The BCG vaccine does not directly protect against the coronavirus, but provides a boost to the immune system which may lead to improved protection and a milder infection, Radboud university said of the study.

The idea is that the innate immune system can be prepared, or "trained" to better combat attacks, thanks in particular to live attenuated vaccines, such as BCG or measles, which contained a weakened sliver of the original pathogen.

In the case of COVID-19, in addition to infection by the virus itself, some patients have also suffered excessive immune responses, with the uncontrolled production of pro-inflammatory proteins, cytokines.

"Vaccination, in particular against BCG, might help to better orchestrate this inflammatory immune response," said Laurent Lagrost, Inserm research director who works on links between inflammation and the immune system.

The vaccine acts as a "military exercise in peacetime" so that the body can "fight the enemy effectively in wartime," he said in an interview this week with French broadcaster BFMTV.

- International effort -

A separate trial of the BCG vaccine has also been launched in Australia, with some 4,000 health workers, by the Murdoch Children's Research Institute.

Microbiologist Locht wants to harmonise the criteria of the French study with that planned in four Spanish hospitals, in order to better compare their results.

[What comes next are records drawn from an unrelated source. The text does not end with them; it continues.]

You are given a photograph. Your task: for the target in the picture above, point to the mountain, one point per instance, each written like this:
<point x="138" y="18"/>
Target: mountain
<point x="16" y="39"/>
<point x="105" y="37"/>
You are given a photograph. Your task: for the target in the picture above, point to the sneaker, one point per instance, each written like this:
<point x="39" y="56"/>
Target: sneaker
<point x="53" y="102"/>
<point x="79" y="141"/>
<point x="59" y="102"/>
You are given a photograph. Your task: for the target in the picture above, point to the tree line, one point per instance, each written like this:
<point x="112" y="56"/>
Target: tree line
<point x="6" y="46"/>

However, researchers in Spain, instead of using the BCG, would like to try a new tuberculosis vaccine developed by the biotech firm Biofabri.

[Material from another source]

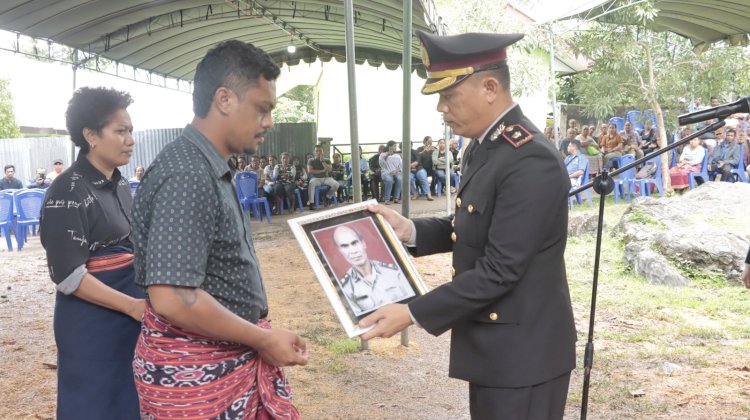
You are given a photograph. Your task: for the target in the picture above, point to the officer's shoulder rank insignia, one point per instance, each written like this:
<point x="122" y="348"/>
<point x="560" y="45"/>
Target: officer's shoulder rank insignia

This vaccine candidate, whose safety has already been demonstrated, should offer "better protection", said Carlos Martin, professor of microbiology at the University of Zaragoza, because it is "developed from a strain isolated in humans".

In contrast, he said the BCG is prepared from a strain of the bacteria that infects cattle, and two genes very important to the virulence of tuberculosis have been deactivated in the vaccine candidate.

Another advantage of the new vaccine is that it is made in Europe and could be quickly made available, while the BCG suffers from strong supply tensions and using it for adults against COVID-19 could deprive children of it in countries where tuberculosis remains endemic.

In Germany, the Max Planck Institute for Infectious Biology is also preparing a trial with a genetically-modified vaccine candidate, developed by the Serum Institute of India.

In coordination with these countries, Inserm announced on Thursday that clinical trials could also be launched in Africa, where health systems are expected to come under acute pressure from the coronavirus pandemic.